Parameter values are assigned to a policy during the binding of the policy to a user group.

All parameters that are referenced in the policy need to be provided during binding time to attach the policy successfully. Otherwise, the policy would be missing necessary context information to make it effective. The values of the parameters are supplied in the body of the HTTP request. For details, see the example below.

Parameter validation

If there is a mismatch between the parameters used in the policy and the values provided while binding the policy to a group, the REST API operation returns a 400 error code response that contains information about the set of expected and supplied parameters.

Example

In this example, we have two groups, ADMINS and USERS, and we want members of those groups to have access to dedicated buckets based on the security context field.

First, we need to create a parameterized policy. Parameterized policies can be created both via API and the web UI editor. We’ll use the example from the previous section and name it BUCKETS_SECURITY_POLICY:

ALLOW storage:buckets:read WHERE storage:bucket-name = "${bindParam:bucket-name-param}";

Then we need to bind BUCKETS_SECURITY_POLICY to ADMINS and USERS groups and provide values for my-policy-param parameter. To do this, you need to use the Bindings API in the Dynatrace Account Management API in two steps. Currently, group management does not support binding policies with parameters.

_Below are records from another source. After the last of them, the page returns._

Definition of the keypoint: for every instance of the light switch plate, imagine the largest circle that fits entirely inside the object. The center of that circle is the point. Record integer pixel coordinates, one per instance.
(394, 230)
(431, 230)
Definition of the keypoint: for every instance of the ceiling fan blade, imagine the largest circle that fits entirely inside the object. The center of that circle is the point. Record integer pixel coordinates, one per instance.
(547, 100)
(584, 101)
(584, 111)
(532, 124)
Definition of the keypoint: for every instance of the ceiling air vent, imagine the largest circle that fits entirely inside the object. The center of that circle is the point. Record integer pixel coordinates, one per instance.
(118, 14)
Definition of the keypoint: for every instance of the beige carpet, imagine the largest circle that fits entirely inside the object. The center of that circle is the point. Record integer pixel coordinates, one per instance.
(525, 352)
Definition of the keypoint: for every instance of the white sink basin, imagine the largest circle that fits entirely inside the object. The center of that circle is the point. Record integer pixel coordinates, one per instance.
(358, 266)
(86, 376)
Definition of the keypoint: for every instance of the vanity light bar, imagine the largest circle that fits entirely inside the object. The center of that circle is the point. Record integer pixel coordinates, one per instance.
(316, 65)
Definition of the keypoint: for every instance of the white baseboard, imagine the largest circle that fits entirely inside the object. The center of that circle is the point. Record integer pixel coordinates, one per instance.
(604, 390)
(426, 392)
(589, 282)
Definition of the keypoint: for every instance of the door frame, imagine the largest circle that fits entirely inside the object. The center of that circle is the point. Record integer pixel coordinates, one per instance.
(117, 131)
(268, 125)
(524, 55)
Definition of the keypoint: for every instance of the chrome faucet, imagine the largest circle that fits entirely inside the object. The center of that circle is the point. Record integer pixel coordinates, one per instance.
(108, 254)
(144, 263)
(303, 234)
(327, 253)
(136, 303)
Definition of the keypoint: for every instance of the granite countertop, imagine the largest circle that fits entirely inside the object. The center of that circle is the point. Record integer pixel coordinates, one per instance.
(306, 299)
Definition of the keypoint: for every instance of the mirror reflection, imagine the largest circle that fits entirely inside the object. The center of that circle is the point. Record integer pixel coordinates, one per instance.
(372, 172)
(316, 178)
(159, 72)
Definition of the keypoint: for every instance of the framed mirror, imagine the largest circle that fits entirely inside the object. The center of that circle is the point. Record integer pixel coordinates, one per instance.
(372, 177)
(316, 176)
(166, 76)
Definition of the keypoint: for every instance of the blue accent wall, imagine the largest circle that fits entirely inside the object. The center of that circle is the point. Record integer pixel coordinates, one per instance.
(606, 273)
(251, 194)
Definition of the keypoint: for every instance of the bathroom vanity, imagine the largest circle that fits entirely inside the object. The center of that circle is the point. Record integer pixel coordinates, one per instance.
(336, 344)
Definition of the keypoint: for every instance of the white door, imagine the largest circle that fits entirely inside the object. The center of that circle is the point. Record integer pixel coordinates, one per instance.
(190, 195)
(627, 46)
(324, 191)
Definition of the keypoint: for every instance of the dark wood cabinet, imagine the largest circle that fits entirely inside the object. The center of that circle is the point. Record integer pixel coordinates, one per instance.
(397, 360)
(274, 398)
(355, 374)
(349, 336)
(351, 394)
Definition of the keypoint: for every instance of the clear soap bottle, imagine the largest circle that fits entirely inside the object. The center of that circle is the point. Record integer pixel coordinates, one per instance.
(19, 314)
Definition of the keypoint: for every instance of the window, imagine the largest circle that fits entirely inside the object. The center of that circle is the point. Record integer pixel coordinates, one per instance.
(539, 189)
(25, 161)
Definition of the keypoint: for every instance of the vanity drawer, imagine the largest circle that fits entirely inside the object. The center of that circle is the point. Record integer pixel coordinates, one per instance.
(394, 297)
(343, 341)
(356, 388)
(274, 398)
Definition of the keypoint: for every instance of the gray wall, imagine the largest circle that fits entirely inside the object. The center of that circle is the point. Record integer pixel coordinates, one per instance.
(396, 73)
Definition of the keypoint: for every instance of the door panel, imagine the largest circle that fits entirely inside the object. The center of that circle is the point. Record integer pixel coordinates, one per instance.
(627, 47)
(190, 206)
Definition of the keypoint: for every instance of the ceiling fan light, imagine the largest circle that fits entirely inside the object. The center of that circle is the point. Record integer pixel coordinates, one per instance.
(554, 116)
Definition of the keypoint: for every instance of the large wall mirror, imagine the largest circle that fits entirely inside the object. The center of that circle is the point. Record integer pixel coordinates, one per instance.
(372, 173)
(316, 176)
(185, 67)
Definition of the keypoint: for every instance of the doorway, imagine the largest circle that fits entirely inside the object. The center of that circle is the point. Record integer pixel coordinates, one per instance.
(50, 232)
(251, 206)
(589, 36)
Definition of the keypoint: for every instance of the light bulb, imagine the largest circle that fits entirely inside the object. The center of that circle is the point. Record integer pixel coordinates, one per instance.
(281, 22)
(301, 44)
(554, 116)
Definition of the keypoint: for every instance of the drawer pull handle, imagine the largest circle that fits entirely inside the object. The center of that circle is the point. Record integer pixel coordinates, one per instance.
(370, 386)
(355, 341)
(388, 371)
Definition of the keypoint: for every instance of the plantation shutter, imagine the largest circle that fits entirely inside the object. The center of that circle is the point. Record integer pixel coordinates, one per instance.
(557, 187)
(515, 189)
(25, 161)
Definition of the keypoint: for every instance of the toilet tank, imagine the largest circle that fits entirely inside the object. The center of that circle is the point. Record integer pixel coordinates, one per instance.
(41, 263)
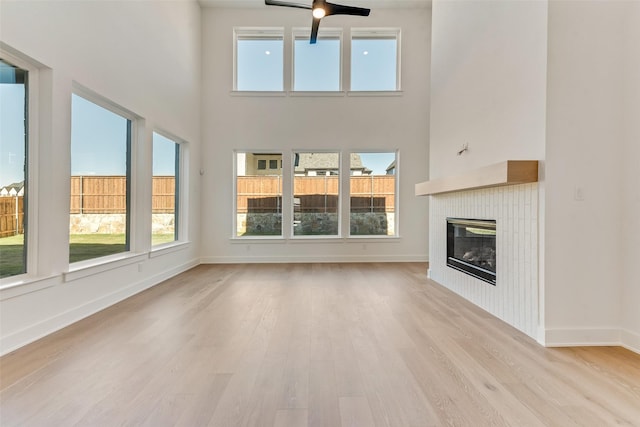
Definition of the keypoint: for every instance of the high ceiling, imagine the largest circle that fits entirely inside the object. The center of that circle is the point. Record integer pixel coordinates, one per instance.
(373, 4)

Effectively, this setup translates to two policies:

Parameter validation

Binding parameterized policy to group

A policy with binding parameter references requires all necessary values to be supplied during group assignment.

As mentioned earlier, if there is a mismatch between the parameters used in the policy and the values provided while binding the policy to a group, the REST API operation returns a 400 error code response that contains information about the set of expected and supplied parameters.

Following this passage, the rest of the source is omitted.